Pretty bad, like most young players. Gets lost off-ball sometimes, leading to back-cut layups for the other team. I don’t think I’m especially good at assessing the different components of defense, but it also seems to me that he is sometimes worse at screen navigation than his “tools” would suggest. I might end up being completely wrong about this, and this could end up as a thing that he is totally fine at long-term, which is what I would be hoping for if the Pistons pick him just so that Cade doesn’t have to chase good small guards around picks all the time.

A lesson in the contextualization of raw stats: the block percentage (preposterously high as a freshman, and still very good for a 6-foot-4 player as a sophomore) is often just Ivey doing cruel things to the undersized future engineers and bank presidents of the college scene, repeatedly spiking the ball out of bounds from the left block like the opposite of Bill Russell. Those stats, while impressive, thus do not necessarily directly suggest defensive goodness, in my view. As always, I might be wrong; he might go on to a long and fruitful career doing a credible Dwyane Wade impersonation on the defensive end, but I’m not betting on that outcome.

Wisconsin guard Johnny Davis dropped 37 on their heads, and while basketball is a team sport, I still would hope that an ostensible top-five pick like Ivey would be able to do at least a little bit to mitigate that damage.

Overall, I don’t really have that much to offer here, beyond the suggestion that he is clearly and obviously athletic enough to be “fine” on the defensive end, despite his current shortcomings, if his offense is good enough to earn him a starting role.

Yale v Purdue

Photo by Stacy Revere/Getty Images

Conclusion

Floater-touch maestro Tyrese Maxey shot 43% from deep on over 300 attempts this season; the bar is really high these days. If Ivey is not THAT level of shooter, I don’t see sufficient paths to value that would merit being a starter on the next great Pistons team, rather than a change-of-pace bench scorer who ideally would not be closing games.

Donovan Mitchell, a frequent comparison for Ivey as a ball-dominant shooting guard of normal human height, is both an outlier case of shooting development, having gone from relatively mediocre shooting stats as a collegian to the fifth-most three-point attempts per 36 minutes in the NBA this season, and also someone who was a dramatically superior defensive prospect than Ivey in all of the ways (STL%, DRTG, DBPM, DWS/40) that claim to measure that sort of thing. Mitchell also recorded a much lower (better) TO% in his sophomore season than did Ivey. Again, the bar is high, and is that even something I want, even if it works?

Our old friend Kentavious Caldwell-Pope was a dramatically superior defensive prospect than Ivey by these measures as well (thank you Tankathon for your extremely fun comparison tool!), and, speaking of KCP: that’s an example of better fit, our oft-discussed “2 who guards 1s so that Cade doesn’t have to,” right?

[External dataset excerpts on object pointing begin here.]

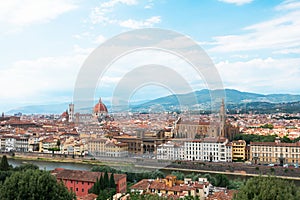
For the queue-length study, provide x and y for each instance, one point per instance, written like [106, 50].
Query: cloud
[135, 24]
[267, 75]
[237, 2]
[20, 13]
[102, 15]
[279, 33]
[99, 14]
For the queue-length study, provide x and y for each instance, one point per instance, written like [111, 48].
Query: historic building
[212, 149]
[100, 111]
[172, 188]
[199, 129]
[275, 152]
[143, 143]
[170, 151]
[108, 148]
[81, 181]
[239, 150]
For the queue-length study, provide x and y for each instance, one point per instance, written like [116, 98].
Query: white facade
[208, 149]
[170, 151]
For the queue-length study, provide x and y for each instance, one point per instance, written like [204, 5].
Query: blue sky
[254, 44]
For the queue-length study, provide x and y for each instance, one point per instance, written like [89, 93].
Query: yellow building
[172, 188]
[239, 150]
[275, 152]
[106, 147]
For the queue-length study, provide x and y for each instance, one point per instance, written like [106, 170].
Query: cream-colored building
[170, 187]
[239, 150]
[214, 149]
[108, 148]
[275, 152]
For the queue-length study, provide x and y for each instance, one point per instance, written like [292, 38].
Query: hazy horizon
[254, 45]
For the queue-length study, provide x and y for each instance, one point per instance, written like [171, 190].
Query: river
[46, 165]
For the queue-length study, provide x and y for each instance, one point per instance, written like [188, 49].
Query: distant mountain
[235, 100]
[41, 109]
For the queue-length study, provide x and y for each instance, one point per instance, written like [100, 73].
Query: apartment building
[170, 151]
[106, 147]
[275, 152]
[239, 150]
[213, 149]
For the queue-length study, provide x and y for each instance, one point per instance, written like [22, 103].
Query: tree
[268, 188]
[34, 184]
[25, 167]
[112, 183]
[4, 166]
[221, 180]
[105, 180]
[58, 144]
[179, 175]
[101, 181]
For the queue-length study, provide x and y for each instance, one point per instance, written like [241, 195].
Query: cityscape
[143, 99]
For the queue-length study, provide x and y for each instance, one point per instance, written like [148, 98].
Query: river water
[44, 165]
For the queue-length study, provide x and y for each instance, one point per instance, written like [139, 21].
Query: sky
[254, 45]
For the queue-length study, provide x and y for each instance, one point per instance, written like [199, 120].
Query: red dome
[100, 107]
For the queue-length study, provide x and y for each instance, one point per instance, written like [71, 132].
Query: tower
[71, 112]
[222, 119]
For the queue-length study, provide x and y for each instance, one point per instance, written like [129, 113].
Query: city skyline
[254, 45]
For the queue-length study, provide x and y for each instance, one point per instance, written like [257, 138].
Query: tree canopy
[34, 184]
[268, 188]
[4, 166]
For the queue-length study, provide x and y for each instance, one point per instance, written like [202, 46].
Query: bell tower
[222, 117]
[71, 112]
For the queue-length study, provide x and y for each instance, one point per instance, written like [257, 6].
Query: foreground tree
[4, 166]
[268, 188]
[34, 184]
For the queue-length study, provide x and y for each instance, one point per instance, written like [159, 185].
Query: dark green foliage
[105, 180]
[137, 196]
[4, 166]
[268, 188]
[179, 175]
[25, 167]
[103, 169]
[4, 175]
[96, 187]
[101, 182]
[255, 138]
[269, 126]
[285, 139]
[106, 194]
[112, 183]
[221, 180]
[35, 185]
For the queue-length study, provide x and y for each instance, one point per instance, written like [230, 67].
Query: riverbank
[58, 159]
[76, 163]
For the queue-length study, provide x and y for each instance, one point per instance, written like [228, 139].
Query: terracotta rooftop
[279, 144]
[80, 175]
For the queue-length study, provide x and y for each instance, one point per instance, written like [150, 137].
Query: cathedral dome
[100, 107]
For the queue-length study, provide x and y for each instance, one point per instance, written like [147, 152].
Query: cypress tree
[106, 180]
[4, 166]
[101, 183]
[112, 183]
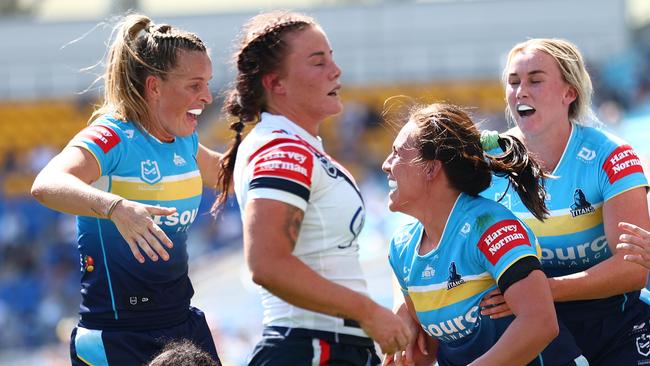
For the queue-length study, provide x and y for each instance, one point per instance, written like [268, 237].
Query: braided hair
[263, 49]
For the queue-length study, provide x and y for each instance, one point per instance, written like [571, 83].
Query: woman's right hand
[387, 329]
[417, 351]
[134, 221]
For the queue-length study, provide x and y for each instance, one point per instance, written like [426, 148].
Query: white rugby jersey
[281, 161]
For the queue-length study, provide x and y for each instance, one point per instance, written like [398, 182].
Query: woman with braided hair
[302, 211]
[463, 246]
[134, 178]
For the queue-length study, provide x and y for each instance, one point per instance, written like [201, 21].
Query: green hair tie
[489, 140]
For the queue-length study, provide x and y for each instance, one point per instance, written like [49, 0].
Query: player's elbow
[546, 325]
[38, 189]
[261, 271]
[639, 278]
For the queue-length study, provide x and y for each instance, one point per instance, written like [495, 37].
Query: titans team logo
[643, 344]
[150, 172]
[455, 278]
[580, 204]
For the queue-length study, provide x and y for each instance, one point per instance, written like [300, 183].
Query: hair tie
[489, 139]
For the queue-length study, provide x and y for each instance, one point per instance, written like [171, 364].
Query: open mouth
[334, 92]
[392, 184]
[524, 110]
[194, 113]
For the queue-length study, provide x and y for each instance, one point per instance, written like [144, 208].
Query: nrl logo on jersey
[178, 160]
[150, 172]
[643, 345]
[428, 272]
[586, 154]
[580, 204]
[455, 278]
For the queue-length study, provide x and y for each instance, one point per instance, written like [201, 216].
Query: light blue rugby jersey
[594, 167]
[481, 240]
[140, 168]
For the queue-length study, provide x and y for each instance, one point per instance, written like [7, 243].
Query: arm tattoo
[292, 223]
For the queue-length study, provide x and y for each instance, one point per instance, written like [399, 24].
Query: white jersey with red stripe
[279, 160]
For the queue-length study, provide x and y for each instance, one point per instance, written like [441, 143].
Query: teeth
[524, 108]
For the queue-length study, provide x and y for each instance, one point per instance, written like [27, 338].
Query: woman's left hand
[494, 305]
[636, 243]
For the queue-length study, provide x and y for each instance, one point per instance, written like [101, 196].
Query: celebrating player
[598, 183]
[134, 178]
[302, 211]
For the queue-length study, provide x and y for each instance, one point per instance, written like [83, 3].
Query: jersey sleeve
[104, 142]
[397, 250]
[283, 171]
[620, 171]
[502, 244]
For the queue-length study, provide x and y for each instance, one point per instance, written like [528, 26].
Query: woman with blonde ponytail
[599, 183]
[134, 179]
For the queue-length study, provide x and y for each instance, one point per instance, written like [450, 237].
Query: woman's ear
[432, 169]
[570, 95]
[272, 83]
[151, 86]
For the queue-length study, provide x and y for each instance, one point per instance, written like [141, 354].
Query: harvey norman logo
[499, 238]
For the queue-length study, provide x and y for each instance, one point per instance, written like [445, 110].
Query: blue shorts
[617, 338]
[132, 347]
[562, 351]
[282, 346]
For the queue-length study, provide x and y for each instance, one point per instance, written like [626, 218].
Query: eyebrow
[534, 72]
[318, 53]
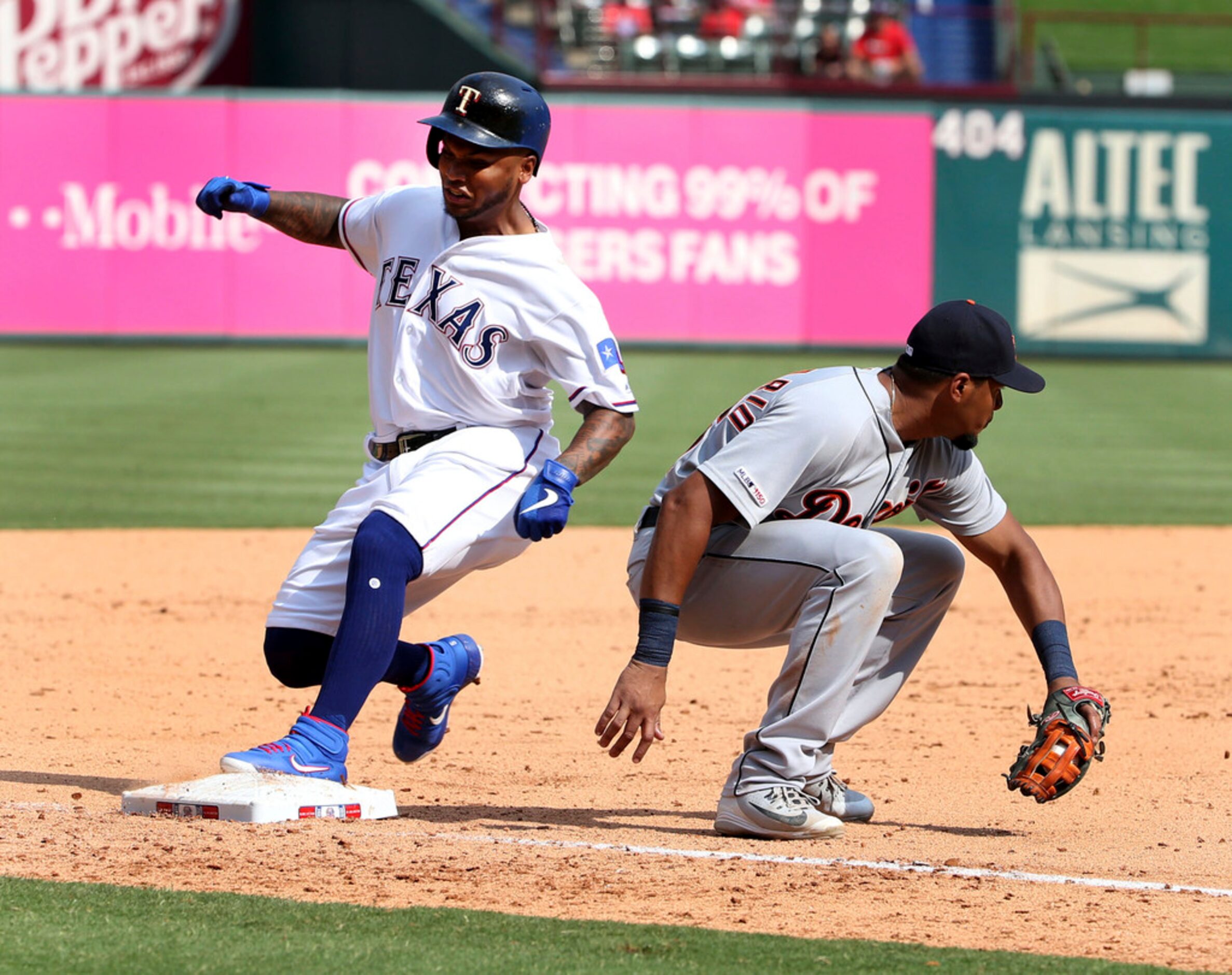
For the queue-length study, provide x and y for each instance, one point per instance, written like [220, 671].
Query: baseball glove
[1062, 751]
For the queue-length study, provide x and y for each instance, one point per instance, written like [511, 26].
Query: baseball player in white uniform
[473, 312]
[764, 534]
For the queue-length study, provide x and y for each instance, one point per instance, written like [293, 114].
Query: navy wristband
[1051, 643]
[656, 631]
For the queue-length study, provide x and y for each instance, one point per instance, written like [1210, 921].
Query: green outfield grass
[1098, 47]
[178, 436]
[80, 927]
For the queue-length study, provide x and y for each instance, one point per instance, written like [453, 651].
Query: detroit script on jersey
[821, 444]
[470, 332]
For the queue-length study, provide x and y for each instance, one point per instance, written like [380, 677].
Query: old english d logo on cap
[966, 337]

If so, Benn Mathurin of Arizona is more likely to succeed in such a role, just because he is better than Ivey at shooting. He’s not quite the same level of athlete that Ivey is, and struggles with similar challenges as an off-ball defender as Ivey does, but if I am seeking a KCP “type” rather than a Mitchell “type” he strikes me as a cleaner fit.

A thing I fear is Ivey being cast in a role similar to Mitchell, or to Victor Oladipo, to whom Ivey has also frequently been compared, only to have his efficiency as a high-volume offensive player not be good enough to help his team achieve contention deep into the playoffs. This would basically be the dread Wrong Initiator, a term that to the best of my knowledge was originally coined by Ben Rubin. (It is also distinctly separate from Miami Hurricanes guard and billionaire-leveraging NIL-shenanigans legend Isaiah Wong, who I have previously described as a Wong Initiator.)

I want Cade’s long-term backcourt mate to be a better defender AND a better shooter than I expect Ivey to become in the NBA. Too many different things would have to go completely right for him to be an ideal fit in the starting lineup of The Cade Contender, and that premise is not the sort of thing I would want to bet on near the top of the draft.